As I noted in my blog post about talking to your children about death after your divorce, preparing for death in Western culture is a really difficult topic for almost all of us. After divorce we may become even more aware of our vulnerability and sometimes even more fearful of leaving our children if something should happen to us.

That’s why it’s crucially important to prepare for the (hopefully unlikely) possibility of death after divorce. Before you talk to your children about your plans, you need to prepare. This post offers some guidance in the planning process.

I’m not a lawyer, financial planner or insurance agent, and I can’t say what is right for your specific circumstances. Your attorney will most likely have given you a checklist of items to address after your divorce is finalized, and you can use that as a guide to some of actions you need to take to keep your financial and legal affairs in order.

Beyond following the checklist, though, you’ll need to consider things like how much life insurance you need, what terms you want to include in your will, and who will be responsible for key decisions in the event that you aren’t able to make them for yourself. Some key areas to consider are:

  • Life insurance
  • Will
  • Advance Medical Directive
  • General Guidelines and Contacts

I’ve included brief descriptions of these four areas below. Subsequent posts will discuss each in more detail.

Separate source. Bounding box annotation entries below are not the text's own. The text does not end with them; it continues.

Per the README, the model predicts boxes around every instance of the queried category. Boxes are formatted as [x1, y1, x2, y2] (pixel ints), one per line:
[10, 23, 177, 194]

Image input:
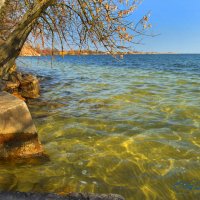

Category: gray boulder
[0, 92, 43, 159]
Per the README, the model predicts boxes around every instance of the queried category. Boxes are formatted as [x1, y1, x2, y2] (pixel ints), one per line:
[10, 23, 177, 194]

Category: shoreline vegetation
[20, 44, 175, 56]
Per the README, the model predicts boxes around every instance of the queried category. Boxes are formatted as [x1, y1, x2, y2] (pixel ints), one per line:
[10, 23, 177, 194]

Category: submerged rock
[0, 92, 43, 159]
[0, 192, 124, 200]
[0, 71, 40, 100]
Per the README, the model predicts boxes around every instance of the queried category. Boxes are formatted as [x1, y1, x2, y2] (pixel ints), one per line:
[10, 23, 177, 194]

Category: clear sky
[131, 0, 200, 53]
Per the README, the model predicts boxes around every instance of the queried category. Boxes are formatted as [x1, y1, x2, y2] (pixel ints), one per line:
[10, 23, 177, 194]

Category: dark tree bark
[0, 0, 54, 79]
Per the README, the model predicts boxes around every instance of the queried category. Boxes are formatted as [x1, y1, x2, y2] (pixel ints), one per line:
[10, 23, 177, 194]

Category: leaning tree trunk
[0, 0, 55, 79]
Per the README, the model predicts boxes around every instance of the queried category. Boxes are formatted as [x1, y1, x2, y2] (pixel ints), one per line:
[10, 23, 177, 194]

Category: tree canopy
[0, 0, 150, 77]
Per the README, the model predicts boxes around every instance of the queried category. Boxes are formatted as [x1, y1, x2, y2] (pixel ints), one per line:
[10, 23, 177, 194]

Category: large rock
[0, 92, 43, 159]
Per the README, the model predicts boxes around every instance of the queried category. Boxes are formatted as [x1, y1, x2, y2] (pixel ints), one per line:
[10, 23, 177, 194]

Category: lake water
[0, 55, 200, 200]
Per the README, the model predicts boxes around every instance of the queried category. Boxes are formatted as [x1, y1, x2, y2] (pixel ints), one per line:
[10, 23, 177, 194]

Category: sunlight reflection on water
[0, 55, 200, 200]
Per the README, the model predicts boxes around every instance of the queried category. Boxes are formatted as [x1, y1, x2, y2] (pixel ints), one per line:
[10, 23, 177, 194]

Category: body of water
[0, 55, 200, 200]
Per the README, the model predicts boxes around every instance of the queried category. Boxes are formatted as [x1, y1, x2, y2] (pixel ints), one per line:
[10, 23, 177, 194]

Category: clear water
[0, 55, 200, 200]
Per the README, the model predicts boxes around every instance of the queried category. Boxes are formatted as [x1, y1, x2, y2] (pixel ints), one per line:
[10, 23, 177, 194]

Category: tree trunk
[0, 0, 55, 79]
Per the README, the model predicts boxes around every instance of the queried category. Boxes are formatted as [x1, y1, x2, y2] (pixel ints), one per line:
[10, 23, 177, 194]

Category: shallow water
[0, 55, 200, 200]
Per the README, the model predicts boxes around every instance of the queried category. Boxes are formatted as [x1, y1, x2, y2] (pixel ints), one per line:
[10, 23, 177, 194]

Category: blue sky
[133, 0, 200, 53]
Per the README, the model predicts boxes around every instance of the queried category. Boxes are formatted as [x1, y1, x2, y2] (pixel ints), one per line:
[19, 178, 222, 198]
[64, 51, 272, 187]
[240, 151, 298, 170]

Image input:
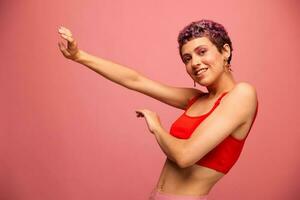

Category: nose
[191, 56, 201, 69]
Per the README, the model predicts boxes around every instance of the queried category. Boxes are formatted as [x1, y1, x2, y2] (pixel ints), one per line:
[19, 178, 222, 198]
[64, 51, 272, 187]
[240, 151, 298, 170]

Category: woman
[59, 20, 258, 200]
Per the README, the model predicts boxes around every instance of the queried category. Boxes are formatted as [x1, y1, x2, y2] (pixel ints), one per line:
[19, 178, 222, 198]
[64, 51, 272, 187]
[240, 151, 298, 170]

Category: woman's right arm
[58, 27, 202, 109]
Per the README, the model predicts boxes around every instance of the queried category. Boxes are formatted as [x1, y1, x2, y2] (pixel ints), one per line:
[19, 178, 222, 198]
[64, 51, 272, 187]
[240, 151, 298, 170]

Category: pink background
[0, 0, 300, 200]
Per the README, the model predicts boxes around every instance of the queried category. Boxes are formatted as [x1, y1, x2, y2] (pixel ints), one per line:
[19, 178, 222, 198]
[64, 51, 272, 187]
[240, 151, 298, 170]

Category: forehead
[181, 37, 213, 55]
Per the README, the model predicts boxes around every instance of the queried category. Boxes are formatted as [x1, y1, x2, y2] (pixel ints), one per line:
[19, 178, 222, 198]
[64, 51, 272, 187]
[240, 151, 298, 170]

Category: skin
[137, 37, 257, 196]
[58, 27, 257, 196]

  • Life Insurance: Most divorced moms are familiar with this kind of insurance. It provides a cash payout when the insured person dies. There are several types of life insurance, including term life, whole life, and some hybrids such as universal life. In general, term life is the least expensive option and may be the most practical for divorced breadwinner moms looking to provide a safety net or add to insurance they may have through work.
  • Will: A will is a legal document that specifies what happens after someone dies. It addresses everything from guardianship to distribution of assets and can range from straightforward and relatively simple to highly complex, depending on what kinds of assets you have and your wishes for handling matters after you die. Some divorced moms have created wills when they were married, usually with their former spouse. These will need to be updated. Others may not have ever made a will; I strongly encourage you to do so after divorce.
  • Advance Medical Directives: These documents include living wills, power of attorney, and health-care proxy documents. The living will specifies what medical treatment you want (or don’t want) in case you are incapacitated. The health-care proxy designates who can make medical decisions on your behalf if you can’t make your wishes known. And the power of attorney is similar but provides for additional capabilities for the person to whom power is given. These documents are often prepared in conjunction with a will.
  • General Guidelines and Contacts: In addition to the formal documents and preparations, it’s often helpful to put together a guide for your executor and children about who to contact if something should happen to you and your wishes for any kind of service, burial, and the like. This can be a simple list with a couple of names and phone numbers and the name of your church or spiritual guide. Or it might be a longer list with the outlines of a service, whether or not you have made funeral arrangements, burial or cremation, favorite songs or readings, etc. Your children and other involved adults will appreciate having some guidelines to help them during a time of grief, and your list will make sure no one is forgotten or overlooked.